What "The Last Jedi" advises is a radical break from resistance as we know it: abandoning old tactics and loyalties and handing the keys — or at least more of them — over to the grassroots: the mechanics, the child laborers, the Ewoks, and the rebel foot-soldiers. The resistance of the "Star Wars" films has never been particularly visionary, operating as a kind of top-down, underground rebellion looking to reconstitute the New Republic of the prequels. Its biggest heroes have been messiah figures, princesses, and the so-called great men.

The biggest heroes of "The Last Jedi," by contrast, are the proletariat — working stiffs who've gotten the short shrift throughout the franchise. They're also mostly women, and many are people of color — not unlike the makeup of the American working-class. Rebel Admiral Leia Organa stays true to her roots as a class traitor and longtime consort to rebel scum: staying the course and boosting morale in the darkest of times, while occasionally pulling out some crazy impressive force powers for the greater good. When hotshot resistance pilot Poe Dameron flies off the handle seeking glory, Leia brings him down to earth via a well-placed blaster shot.

Luke's solitary retreat to the mystical Jedi home-world of Ahch-To seems less heroic by contrast, even self-indulgent compared to Leia's lifetime of resisting evil empire through the obliteration of her entire planet and murder of the love of her life at the hands of her own son. By the end of the film, she's still at it, investing faith in Rey — a former trash-picking drifter — to help lead the way forward alongside a fledgling young army of rebels, force-using, and otherwise.

You don't need an encyclopedic knowledge of a galaxy far, far away to understand that today's resistance needs fresh blood: new fighters and new strategies, but a new vision as well. Reconstituting the New Republic — the Obama era, in our case — can only stave off the Sith for so long before recreating the same flaws that let the Empire take power the first time around.

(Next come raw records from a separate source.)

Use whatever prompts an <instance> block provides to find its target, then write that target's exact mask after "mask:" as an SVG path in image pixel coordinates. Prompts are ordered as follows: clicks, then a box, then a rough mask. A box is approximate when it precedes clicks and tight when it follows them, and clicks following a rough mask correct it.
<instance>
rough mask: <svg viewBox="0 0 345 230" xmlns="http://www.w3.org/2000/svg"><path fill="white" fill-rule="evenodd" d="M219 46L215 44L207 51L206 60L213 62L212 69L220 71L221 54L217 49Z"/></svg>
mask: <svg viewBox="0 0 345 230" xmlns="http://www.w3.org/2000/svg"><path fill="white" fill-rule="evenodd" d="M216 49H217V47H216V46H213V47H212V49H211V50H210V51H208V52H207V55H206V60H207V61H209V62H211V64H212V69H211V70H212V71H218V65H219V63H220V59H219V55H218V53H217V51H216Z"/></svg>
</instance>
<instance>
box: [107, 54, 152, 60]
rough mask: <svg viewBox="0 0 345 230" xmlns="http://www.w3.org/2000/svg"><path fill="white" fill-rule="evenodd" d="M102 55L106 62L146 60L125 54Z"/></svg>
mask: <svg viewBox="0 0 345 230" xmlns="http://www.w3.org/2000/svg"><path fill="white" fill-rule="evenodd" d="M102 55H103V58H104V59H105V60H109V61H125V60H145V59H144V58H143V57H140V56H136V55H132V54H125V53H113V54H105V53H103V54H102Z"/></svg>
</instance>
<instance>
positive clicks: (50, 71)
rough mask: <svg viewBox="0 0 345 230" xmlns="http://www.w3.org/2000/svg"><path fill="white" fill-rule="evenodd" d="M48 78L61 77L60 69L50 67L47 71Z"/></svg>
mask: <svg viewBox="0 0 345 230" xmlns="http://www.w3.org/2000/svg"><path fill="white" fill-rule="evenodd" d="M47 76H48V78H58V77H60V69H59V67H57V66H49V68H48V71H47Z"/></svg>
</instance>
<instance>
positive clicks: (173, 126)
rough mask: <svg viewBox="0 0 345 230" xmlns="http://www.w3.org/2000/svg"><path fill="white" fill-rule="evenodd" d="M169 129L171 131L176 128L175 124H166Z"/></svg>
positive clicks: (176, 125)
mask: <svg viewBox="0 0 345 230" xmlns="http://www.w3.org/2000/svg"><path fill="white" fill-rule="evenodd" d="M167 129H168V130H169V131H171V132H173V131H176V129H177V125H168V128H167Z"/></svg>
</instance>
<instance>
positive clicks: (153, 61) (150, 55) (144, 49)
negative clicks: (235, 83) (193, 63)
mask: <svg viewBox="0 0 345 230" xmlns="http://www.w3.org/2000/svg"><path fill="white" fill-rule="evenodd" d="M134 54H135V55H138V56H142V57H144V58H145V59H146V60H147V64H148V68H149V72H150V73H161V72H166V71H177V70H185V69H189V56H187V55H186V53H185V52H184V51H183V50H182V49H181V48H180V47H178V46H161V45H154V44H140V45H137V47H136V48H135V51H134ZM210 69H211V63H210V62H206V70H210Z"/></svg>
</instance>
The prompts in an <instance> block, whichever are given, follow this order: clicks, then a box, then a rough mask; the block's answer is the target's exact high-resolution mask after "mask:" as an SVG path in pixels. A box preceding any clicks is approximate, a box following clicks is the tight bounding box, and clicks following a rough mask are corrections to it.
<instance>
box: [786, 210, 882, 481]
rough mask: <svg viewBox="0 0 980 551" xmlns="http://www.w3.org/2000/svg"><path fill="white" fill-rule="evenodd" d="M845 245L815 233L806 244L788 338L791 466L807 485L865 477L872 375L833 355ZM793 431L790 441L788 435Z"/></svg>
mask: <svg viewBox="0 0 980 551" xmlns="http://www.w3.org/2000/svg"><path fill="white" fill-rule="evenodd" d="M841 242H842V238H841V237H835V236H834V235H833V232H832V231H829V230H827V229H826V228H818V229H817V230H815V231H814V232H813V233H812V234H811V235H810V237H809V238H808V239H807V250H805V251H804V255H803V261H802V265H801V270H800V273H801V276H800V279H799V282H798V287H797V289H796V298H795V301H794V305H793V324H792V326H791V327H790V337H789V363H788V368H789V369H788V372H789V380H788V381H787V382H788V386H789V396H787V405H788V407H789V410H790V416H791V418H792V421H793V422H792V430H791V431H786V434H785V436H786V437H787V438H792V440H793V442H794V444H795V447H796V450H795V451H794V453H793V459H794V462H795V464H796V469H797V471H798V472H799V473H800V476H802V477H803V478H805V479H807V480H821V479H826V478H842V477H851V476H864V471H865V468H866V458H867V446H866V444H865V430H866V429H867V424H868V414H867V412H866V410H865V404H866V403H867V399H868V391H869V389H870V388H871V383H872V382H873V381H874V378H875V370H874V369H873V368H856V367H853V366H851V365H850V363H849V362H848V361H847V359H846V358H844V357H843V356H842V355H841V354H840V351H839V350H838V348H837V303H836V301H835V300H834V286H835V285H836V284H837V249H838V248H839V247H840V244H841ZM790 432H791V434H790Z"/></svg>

The Rebellion needs to be reborn nearly wholesale to win anything but pyrrhic victories.

As self-styled #Resistance members are lifting up America's political dynasties as the best hope to save us from Trump, knocking the Skywalkers's importance down a peg in the "Star Wars" franchise lands close to home amid calls for "generic" Democratic candidates and liberal pining for the Obama years. All the consultants and name recognition in the world couldn't win the 2016 election for the Democrats — and in all likelihood probably hurt their cause. If "The Last Jedi" has a political takeaway, it's for political revolution and a bottom-up transformation of not just who's in power, but who gets to decide how that revolution happens.

The new film's plot holes and a messy storyline are good fodder for critics, but let's leave that for them. In the meantime, it's hard not to watch the First Order picking off rebel ships and think of the first several weeks of the Trump administration; the onslaught of attacks on everything from immigrant rights to the environment. This is a long fight, and a lot of people will die. Victories are few and far between, and casualties are mounting. "The Last Jedi" self-consciously brings the rebellion into the resistance. Let your heroes and old dogmas die. Rebel scum have nothing to lose but their chains.